I have a pandas.core.series.Series that looks like the below. When using type(), I see that each row is a str. I'd like to convert this series of strings into a series of arrays. The main goal is to then be able to replace these values depending on different conditions.

Example dataset: (but my real dataset has more columns and many more rows)

0   ['5 apples', '2 pears']
1   ['3 apples', '3 pears', '1 pumpkin']
2   ['4 blueberries']
3   ['5 kiwis']
4   ['1 pumpkin']
...  ...

Then, for example, if an array has the value "1 pumpkin", I'd like to replace it with "XXXX". This pandas create new column based on values from other columns / apply a function of multiple columns, row-wise was helpful for converting singular values, but I haven't been able to replace values in a series/list/array.

Desired output:

0   ['5 apples', '2 pears']
1   ['3 apples', '3 pears', 'XXX']
2   ['4 blueberries']
3   ['5 kiwis']
4   ['XXX']
...  ...
psychcoder
  • 543
  • 3
  • 14
  • your example looks like a Series of lists? – Z Li Jan 13 '21 at 21:16
  • @Z Li — I believe so? When I use type() on the entire column, it returns pandas.core.series.Series and when I use type() on a single row of that column, it turns str. – psychcoder Jan 13 '21 at 21:18

4 Answers4

0

You can use Series.to_numpy() to convert the pandas.core.series.Series to Numpy Array.

itsDV7
  • 854
  • 5
  • 12
  • thanks! A problem with this solution is that I have many other columns in my dataset. Again, the posted example is only an example of the subset of data that I'm working with. So I basically I need the dataset to look the exact same except convert each row of that specific column into array. Do you have any advice for this? – psychcoder Jan 13 '21 at 21:24
0

Not sure if I understand the question correctly, is this what you want:

import pandas as pd

x = pd.Series([['5 apples', '2 pears'],
               ['3 apples', '3 pears', '1 pumpkin'],
               ['4 blueberries'],
               ['5 kiwis'],
               ['1 pumpkin']])
['XXX' if '1 pumpkin' in l else l for l in x]
[['5 apples', '2 pears'], 'XXX', ['4 blueberries'], ['5 kiwis'], 'XXX']

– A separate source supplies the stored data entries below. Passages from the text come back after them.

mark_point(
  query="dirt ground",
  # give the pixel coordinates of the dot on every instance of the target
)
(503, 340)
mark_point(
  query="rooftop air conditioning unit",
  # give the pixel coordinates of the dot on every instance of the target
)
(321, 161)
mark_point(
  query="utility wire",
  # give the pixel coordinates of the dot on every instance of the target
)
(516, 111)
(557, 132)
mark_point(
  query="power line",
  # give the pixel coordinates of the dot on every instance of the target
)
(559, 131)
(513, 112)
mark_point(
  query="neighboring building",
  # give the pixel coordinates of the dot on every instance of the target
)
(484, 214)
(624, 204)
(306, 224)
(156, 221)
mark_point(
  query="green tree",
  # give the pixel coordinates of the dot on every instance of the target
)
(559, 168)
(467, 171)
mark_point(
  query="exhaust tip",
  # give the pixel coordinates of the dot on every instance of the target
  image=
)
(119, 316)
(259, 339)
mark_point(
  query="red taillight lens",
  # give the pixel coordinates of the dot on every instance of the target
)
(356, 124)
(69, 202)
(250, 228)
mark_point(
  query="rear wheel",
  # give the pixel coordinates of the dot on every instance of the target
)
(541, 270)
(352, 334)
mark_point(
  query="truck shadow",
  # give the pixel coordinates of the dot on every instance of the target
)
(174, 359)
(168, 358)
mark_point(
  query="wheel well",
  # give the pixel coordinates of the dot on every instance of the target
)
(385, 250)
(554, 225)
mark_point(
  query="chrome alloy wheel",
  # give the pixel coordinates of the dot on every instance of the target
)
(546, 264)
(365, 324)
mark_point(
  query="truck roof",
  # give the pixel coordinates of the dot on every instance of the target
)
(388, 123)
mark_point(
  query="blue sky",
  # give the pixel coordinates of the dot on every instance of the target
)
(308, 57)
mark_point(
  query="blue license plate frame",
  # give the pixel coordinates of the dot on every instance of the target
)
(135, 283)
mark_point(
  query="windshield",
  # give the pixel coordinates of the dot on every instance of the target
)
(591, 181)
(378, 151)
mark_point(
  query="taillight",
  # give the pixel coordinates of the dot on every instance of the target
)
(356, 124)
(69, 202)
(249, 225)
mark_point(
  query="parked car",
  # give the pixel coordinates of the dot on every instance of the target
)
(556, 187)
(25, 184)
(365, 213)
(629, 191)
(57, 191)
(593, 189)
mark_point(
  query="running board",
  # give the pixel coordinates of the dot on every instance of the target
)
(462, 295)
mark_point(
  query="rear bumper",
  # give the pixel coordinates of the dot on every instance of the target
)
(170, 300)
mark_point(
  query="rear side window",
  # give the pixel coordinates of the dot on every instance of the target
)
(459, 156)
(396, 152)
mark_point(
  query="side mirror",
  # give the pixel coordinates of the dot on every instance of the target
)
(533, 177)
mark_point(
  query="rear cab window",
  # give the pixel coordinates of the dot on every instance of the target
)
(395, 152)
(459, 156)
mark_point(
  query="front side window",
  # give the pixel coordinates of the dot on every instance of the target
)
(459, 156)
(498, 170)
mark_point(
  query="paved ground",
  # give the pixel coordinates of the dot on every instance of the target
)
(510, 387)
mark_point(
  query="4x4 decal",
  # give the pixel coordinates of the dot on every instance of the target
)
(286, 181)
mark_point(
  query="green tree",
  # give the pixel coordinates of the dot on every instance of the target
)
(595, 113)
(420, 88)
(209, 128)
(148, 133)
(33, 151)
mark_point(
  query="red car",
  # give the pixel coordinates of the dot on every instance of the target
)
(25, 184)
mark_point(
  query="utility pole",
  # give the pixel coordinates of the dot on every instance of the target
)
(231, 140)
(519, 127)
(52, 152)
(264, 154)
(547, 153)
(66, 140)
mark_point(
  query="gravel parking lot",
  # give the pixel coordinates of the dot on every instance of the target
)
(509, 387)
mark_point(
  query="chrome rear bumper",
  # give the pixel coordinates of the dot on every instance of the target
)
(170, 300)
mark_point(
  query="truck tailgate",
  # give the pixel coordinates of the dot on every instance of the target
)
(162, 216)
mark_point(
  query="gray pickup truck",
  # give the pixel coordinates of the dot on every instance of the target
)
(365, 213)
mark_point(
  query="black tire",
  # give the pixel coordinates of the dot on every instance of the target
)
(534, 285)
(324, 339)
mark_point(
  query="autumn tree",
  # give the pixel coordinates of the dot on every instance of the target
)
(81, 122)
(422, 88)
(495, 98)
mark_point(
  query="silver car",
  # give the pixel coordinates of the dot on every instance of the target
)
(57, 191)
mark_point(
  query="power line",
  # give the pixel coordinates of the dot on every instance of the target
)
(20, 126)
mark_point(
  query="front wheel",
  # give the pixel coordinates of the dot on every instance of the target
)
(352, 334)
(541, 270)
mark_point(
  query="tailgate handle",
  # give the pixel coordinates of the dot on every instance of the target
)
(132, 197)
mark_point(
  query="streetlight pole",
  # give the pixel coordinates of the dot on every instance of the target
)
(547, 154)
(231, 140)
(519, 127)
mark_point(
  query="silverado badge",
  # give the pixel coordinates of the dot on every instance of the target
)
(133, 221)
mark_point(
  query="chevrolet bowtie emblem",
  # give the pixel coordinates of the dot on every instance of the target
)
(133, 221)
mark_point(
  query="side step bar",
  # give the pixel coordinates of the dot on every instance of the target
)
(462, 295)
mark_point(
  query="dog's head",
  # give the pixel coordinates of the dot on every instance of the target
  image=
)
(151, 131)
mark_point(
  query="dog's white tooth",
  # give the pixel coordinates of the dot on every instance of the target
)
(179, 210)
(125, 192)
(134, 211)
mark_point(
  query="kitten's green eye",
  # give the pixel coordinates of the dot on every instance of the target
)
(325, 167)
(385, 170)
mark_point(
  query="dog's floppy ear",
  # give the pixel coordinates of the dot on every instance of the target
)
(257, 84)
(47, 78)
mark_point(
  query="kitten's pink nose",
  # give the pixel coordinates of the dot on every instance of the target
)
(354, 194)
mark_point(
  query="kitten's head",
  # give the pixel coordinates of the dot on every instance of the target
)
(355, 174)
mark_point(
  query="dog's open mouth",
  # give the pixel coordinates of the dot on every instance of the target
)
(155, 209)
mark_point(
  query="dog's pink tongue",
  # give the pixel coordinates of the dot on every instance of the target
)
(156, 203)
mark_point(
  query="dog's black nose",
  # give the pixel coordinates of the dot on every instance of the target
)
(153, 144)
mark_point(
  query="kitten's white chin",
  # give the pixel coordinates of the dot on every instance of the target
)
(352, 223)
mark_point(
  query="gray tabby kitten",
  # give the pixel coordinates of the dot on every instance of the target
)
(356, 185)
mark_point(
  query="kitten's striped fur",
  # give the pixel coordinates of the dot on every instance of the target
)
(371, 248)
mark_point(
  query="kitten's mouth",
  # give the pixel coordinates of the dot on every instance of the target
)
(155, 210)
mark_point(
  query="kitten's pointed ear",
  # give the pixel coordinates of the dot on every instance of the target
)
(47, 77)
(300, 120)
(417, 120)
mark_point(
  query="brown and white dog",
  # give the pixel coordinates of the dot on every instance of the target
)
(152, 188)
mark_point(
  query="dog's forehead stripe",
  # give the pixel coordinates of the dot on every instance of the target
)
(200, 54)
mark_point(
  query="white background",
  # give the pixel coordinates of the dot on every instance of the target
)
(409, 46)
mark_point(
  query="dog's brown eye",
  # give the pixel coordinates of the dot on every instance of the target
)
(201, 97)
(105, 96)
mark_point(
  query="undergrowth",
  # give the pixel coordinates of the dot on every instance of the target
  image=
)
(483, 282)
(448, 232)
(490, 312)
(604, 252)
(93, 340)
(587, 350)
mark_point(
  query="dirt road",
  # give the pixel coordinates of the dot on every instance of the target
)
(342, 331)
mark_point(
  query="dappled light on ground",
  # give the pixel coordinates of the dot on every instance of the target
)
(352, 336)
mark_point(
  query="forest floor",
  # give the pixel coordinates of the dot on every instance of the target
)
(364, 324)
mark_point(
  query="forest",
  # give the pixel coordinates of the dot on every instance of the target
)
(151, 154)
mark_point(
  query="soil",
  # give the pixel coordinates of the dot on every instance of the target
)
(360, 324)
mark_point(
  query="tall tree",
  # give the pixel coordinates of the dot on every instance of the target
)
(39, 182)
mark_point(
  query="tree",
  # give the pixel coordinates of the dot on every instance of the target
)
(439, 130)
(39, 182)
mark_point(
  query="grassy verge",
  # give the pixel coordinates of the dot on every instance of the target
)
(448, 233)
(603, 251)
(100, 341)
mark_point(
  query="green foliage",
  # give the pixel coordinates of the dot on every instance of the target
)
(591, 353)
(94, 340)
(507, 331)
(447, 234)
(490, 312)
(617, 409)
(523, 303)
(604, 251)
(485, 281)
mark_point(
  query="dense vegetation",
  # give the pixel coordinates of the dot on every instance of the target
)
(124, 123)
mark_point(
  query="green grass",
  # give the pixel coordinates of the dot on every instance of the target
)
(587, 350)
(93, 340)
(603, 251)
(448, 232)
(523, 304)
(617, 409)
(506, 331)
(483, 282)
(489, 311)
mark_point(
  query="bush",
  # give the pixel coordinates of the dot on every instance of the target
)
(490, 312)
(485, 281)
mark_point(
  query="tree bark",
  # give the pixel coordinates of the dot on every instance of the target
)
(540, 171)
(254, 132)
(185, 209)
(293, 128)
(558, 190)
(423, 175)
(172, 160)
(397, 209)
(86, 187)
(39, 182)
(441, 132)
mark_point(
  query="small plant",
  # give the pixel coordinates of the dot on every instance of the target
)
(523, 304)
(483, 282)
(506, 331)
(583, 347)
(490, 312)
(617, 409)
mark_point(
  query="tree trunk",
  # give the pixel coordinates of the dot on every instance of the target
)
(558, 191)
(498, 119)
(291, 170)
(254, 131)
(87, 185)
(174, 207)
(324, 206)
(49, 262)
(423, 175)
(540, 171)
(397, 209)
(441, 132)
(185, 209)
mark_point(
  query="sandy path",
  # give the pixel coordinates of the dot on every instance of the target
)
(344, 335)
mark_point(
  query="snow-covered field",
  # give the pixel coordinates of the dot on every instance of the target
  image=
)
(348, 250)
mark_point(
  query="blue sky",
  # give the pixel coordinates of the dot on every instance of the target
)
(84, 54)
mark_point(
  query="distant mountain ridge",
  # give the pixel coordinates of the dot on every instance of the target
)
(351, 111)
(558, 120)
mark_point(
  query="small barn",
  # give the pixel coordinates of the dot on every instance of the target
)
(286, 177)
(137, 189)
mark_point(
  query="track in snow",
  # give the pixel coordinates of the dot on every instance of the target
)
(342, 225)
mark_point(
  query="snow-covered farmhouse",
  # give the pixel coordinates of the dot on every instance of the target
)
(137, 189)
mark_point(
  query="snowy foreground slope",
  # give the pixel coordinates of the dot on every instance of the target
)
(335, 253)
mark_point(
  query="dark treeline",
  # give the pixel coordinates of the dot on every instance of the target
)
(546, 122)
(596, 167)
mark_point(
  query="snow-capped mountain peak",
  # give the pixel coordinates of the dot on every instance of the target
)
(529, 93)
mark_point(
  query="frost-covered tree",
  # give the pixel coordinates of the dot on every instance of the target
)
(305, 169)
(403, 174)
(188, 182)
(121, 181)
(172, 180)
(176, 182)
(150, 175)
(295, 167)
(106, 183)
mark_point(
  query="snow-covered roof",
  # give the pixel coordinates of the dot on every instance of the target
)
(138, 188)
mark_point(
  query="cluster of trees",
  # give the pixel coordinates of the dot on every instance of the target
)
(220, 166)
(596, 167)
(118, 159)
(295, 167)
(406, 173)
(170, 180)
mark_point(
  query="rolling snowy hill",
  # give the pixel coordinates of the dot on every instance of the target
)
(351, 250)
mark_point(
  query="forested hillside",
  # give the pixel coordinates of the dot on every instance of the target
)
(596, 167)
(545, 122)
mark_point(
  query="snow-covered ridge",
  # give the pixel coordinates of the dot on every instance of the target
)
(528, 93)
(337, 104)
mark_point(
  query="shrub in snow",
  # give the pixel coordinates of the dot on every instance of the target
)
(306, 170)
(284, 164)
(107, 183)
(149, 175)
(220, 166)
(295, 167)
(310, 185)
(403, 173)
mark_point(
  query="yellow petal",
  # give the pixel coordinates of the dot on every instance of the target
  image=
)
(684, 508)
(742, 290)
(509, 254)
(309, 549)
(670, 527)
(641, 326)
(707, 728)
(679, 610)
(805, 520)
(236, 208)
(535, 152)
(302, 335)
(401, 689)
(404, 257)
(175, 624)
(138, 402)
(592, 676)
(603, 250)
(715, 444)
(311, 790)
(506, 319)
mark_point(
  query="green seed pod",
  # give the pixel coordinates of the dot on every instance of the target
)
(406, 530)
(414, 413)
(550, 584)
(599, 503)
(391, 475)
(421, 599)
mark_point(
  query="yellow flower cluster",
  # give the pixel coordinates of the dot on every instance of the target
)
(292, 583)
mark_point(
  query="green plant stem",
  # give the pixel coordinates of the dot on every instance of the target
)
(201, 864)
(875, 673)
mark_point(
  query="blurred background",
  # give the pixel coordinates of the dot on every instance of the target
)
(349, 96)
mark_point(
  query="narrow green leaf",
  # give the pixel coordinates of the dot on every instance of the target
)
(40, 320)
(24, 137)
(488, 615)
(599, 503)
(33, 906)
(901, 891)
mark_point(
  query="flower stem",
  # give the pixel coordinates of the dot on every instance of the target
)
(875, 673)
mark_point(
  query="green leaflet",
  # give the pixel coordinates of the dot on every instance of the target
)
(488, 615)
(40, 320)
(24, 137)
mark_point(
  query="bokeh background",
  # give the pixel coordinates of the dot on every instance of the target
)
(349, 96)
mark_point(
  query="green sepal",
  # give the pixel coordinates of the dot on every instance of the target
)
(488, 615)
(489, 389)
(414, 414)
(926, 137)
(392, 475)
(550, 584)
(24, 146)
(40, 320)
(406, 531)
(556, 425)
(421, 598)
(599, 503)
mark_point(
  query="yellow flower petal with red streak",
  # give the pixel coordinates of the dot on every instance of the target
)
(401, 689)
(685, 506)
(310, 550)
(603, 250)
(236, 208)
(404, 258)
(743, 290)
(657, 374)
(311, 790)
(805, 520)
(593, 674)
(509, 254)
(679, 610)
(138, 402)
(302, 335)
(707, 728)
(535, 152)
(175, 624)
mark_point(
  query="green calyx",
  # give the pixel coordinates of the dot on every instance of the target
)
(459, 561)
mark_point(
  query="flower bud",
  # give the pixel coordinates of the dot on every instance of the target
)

if your Series x comes in str, to convert each str to list:

pd.Series([s.strip("']['").split("', '") for s in x])
Z Li
  • 4,133
  • 1
  • 4
  • 19
  • Yes, this is half what I'm looking for! However, my initial problem is that each row of that column is not already a list. It's a string. For example if I use df[that_column][0][0], then I receive '['. So I'm first having trouble converting the values of this one column into lists. Thanks in advance for your feedback! – psychcoder Jan 13 '21 at 21:33
  • you mean like one single element in that Series is `"['5 apples', '2 pears']"` ? – Z Li Jan 13 '21 at 21:39
  • Yes exactly, so if I isolate that row with df[that_column][0][0], then the output is [. Because my real dataset has more columns, I am having trouble isolating that one column to convert into a series of lists. – psychcoder Jan 13 '21 at 21:41
0

with dataframe df and column a_column

df[a_column]=df[a_column].apply(lambda x: [i.replace("1 pumpkin","XXXX") for i in x.strip("['']").split("', '")])

dream_dev
  • 1
  • 2
0

Assuming s is your Series:

s.apply( lambda x: x.strip("'[]").split("', '") )
Pablo C
  • 4,661
  • 2
  • 8
  • 24